Mais l’équilibre habituel des climats se rétablit au cours de l’hiver qui suivit la G. M. 3. Quand le soleil polaire se coucha pour six mois, les eaux un moment libérées se figèrent de nouveau dans leur immobilité minérale et la neige recommença de tomber sur les sombres étendues. Les Norvégiens rechaussèrent leurs skis, les Parisiennes rallongèrent leurs jupes et sortirent leurs fourrures, les Français fortunés demeurèrent sur la Côte d’Azur, mais cette fois pour y avoir chaud.
Ce qui avait été le plus à craindre, c’était une brusque modification de l’équilibre du globe terrestre, provoquée par la disparition de l’énorme poids des glaces accumulées au Pôle. La Terre aurait pu basculer, tourbillonner quelque temps sur elle-même et peut-être sortir de son orbite avant de trouver une stabilité nouvelle.
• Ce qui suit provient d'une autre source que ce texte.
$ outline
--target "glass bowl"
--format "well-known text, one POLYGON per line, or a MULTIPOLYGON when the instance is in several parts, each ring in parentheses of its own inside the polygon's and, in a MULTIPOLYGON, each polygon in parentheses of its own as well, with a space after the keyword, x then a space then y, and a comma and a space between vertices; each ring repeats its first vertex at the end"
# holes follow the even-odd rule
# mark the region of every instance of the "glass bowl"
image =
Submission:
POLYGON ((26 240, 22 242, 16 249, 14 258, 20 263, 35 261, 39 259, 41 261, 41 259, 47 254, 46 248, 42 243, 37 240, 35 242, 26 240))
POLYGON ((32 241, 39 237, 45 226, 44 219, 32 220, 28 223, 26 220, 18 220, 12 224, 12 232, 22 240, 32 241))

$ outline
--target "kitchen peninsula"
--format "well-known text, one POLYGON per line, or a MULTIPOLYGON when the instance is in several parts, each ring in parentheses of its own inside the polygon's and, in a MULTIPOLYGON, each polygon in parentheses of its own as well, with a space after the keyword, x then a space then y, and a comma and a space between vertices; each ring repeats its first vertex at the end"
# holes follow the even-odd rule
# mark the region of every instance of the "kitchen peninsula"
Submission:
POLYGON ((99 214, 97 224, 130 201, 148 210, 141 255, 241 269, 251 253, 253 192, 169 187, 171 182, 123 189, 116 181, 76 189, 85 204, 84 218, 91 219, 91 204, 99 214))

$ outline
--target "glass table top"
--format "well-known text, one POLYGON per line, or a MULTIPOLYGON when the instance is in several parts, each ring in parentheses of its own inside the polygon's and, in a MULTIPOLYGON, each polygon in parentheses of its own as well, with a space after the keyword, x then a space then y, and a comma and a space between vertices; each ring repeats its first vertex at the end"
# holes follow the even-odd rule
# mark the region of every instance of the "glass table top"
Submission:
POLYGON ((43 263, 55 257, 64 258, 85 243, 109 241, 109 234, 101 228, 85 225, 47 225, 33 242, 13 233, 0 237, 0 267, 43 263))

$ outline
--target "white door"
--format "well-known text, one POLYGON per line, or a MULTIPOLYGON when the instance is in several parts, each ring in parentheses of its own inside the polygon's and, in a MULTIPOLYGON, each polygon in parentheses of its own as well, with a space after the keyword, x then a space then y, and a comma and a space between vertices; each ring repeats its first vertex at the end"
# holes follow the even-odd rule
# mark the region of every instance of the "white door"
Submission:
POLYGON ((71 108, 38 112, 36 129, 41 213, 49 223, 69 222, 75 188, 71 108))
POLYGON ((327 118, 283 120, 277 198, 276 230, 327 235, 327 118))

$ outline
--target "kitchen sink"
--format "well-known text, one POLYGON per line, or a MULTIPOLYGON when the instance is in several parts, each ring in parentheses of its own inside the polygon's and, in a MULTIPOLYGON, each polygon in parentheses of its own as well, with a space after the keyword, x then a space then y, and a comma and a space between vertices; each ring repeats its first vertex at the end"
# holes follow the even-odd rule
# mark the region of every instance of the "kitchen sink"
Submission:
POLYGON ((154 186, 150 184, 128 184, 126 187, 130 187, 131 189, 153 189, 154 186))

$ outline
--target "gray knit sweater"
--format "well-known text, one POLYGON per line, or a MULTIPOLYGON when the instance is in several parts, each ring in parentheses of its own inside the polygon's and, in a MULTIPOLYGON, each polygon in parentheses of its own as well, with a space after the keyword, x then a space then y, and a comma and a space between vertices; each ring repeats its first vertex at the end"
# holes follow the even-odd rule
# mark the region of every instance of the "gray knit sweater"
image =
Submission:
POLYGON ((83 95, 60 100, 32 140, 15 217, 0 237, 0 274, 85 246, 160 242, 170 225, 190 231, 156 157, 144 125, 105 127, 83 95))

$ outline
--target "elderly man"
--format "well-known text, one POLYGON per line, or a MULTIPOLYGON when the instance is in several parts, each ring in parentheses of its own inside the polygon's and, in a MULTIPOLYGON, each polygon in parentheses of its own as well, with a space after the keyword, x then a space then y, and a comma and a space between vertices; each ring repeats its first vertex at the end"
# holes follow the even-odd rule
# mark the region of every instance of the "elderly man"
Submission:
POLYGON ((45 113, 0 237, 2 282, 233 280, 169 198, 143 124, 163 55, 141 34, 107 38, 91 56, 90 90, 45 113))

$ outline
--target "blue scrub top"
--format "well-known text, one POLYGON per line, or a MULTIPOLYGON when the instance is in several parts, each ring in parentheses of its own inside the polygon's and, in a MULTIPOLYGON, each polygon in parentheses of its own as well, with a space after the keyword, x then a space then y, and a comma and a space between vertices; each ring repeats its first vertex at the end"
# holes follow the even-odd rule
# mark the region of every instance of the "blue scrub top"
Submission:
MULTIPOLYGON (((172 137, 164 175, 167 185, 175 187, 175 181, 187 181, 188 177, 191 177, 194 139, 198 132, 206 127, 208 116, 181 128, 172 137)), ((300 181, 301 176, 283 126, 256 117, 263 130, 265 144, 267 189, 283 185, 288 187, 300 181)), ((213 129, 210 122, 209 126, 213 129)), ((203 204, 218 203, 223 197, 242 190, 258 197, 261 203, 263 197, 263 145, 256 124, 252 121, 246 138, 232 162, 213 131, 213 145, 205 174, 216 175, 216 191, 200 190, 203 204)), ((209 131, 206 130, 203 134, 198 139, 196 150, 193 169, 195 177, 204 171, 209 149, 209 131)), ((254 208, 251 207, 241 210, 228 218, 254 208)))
En réalité, il s’était bien produit un léger commencement de rotation du nord vers le sud et du sud vers le nord, mais il s’était arrêté aussitôt et se traduisait par une modification des latitudes tellement infime que les savants se disputaient déjà à son propos sur des millièmes de degré. Le monde matériel s’affirmait plus solide que ne l’avaient craint les prophètes de malheur. Les hommes, rassurés, pouvaient continuer à s’amuser avec lui.
La civilisation atomique reprit de plus belle sa marche en avant. En quelques mois, les ruines furent rasées, déblayées, remplacées par des villes neuves. La plupart des villes nouvelles affleuraient à peine à la surface du sol. Les maisons d’habitation, les usines, les édifices publics, étaient enfoncés dans la roche, le sable ou l’argile. Les fouisseuses atomiques avaient creusé à une vitesse fabuleuse les emplacements des nouvelles cités. Avec les terres de déblaiement on avait édifié des collines boisées, parsemées de bungalows vieillots, construits dans le style ancien pour les week-ends. Grâce aux molémoteurs ménagers ou collectifs, les villes enterrées, que leur situation mettait à l’abri des caprices des saisons, jouissaient d’une lumière constante, d’une température qui variait au moindre caprice des habitants de chaque appartement, d’un air purgé de ses poussières aux portes même de la ville. Enfin elles se trouvaient à l’abri des bombardements éventuels. Bien sûr, on venait d’entrer dans l’ère de la Paix Universelle, mais tout de même il valait mieux se montrer prévoyant…
M. Gé craignait que la paix durât assez longtemps pour permettre à l’industrie de guerre de faire des progrès qui mettraient en péril même l’Arche enterrée. Il venait de charger Lucien Hono d’une nouvelle tâche. Celui-ci, en ricanant, s’était mis au travail. M. Gé n’était pas certain du tout de persister dans son désir de sauver l’humanité de la destruction complète. Mais il voulait, éventuellement, être prêt à le faire.